Some common non-deterministic data sources to watch out for include:
- NetworkTables data as inputs, including from driver dashboards. See here.
- Large hardware libraries like YAGSL or Phoenix 6 swerve, which interact with hardware directly instead of through an IO layer. Try using the AdvantageKit swerve template project instead.
- Interactions with the RIO filesystem. Files can be saved and read by the robot code, but incoming data still needs to be treated as an input.
- Random number generation, which cannot be recreated in a simulator.
The main robot code logic must be single threaded to work with log replay.
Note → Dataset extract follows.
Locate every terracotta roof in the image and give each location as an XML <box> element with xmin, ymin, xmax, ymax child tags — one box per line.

This is because the timing of extra threads cannot be recreated in simulation; threads will not execute at the same rate consistently, especially on different hardware.
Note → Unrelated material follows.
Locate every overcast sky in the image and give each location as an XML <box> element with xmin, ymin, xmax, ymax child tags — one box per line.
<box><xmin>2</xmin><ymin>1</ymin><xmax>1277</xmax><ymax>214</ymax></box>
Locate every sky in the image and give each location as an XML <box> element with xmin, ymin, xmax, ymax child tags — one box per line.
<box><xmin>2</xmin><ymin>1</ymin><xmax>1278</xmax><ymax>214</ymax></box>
There are two solutions to this issue:
- Threads are rarely required in FRC code, so start by considering alternatives. Control loop can often run great at 50Hz in the main robot thread, or consider using the closed-loop features of your preferred motor controller instead.
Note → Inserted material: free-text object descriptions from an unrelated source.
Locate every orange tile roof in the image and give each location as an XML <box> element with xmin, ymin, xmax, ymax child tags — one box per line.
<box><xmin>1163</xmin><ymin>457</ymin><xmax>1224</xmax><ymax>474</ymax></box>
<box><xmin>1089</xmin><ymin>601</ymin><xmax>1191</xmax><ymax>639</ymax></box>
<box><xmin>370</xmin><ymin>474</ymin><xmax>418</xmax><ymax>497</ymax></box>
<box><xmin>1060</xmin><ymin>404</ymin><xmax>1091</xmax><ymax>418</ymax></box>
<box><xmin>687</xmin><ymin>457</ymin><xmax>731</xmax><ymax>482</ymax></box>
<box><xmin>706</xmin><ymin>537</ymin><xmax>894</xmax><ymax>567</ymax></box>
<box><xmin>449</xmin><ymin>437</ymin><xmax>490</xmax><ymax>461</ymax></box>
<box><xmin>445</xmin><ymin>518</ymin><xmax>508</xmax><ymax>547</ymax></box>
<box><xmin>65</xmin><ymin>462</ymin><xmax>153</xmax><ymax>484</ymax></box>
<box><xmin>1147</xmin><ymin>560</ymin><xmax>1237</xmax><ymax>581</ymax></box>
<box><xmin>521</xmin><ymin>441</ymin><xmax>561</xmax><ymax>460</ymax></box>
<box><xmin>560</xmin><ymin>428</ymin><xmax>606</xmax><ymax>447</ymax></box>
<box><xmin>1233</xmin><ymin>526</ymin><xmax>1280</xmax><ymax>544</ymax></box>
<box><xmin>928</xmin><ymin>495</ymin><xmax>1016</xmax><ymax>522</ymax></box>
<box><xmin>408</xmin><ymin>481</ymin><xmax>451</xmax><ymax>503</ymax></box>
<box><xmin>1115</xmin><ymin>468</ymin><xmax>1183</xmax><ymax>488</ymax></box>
- If a thread is truly required, it must be isolated to an IO implementation. Since the inputs to the rest of the robot code are logged periodically, long-running tasks or high frequency control loops are possible (but as part of an IO implementation, they cannot be recreated during log replay).
Note: PathPlanner includes a replanning feature that makes use of threads. The default implementation must be replaced with an AdvantageKit-compatible version as seen below. This class is included in AdvantageKit's swerve template project.
Pathfinding.setPathfinder(new LocalADStarAK());
Typically, inputs from subsystems are only updated during calls to periodic
. Note that this means updated (non-default) input data is not available in the constructor. The solution is to either wait for the first periodic
call or call periodic
from within the constructor.
public class Example extends SubsystemBase {
private final ExampleIO io;
private final ExampleIOInputs inputs = new ExampleIOInputs();
public Example(ExampleIO io) {
this.io = io;
// Inputs are not updated yet
inputs.position;
}
@Override
public void periodic() {
io.updateInputs(inputs);
Logger.processInputs("Example", inputs);
// Inputs are now updated
inputs.position;
}
}
AdvantageKit's deterministic timestamps don't have significant effect on almost all FRC code. However, they may cause unexpected behavior for very advanced use cases. See here for details.
Many units tests are unaffected by AdvantageKit's WPILib shims, but those which rely on data from DriverStation
or RobotController
(such as battery voltage) may not function as expected. This is because simulated inputs (as set by classes like RoboRioSim
) are not updated outside of the periodic functions of LoggedRobot
. To fix this, manually capture data and update the logging objects through a method like this:
private void refreshAkitData() {
ConduitApi.getInstance().captureData();
LoggedDriverStation.getInstance().periodic();
LoggedSystemStats.getInstance().periodic();
}
refreshAkitData()
should be called after any updates to the simulated values managed by AdvantageKit.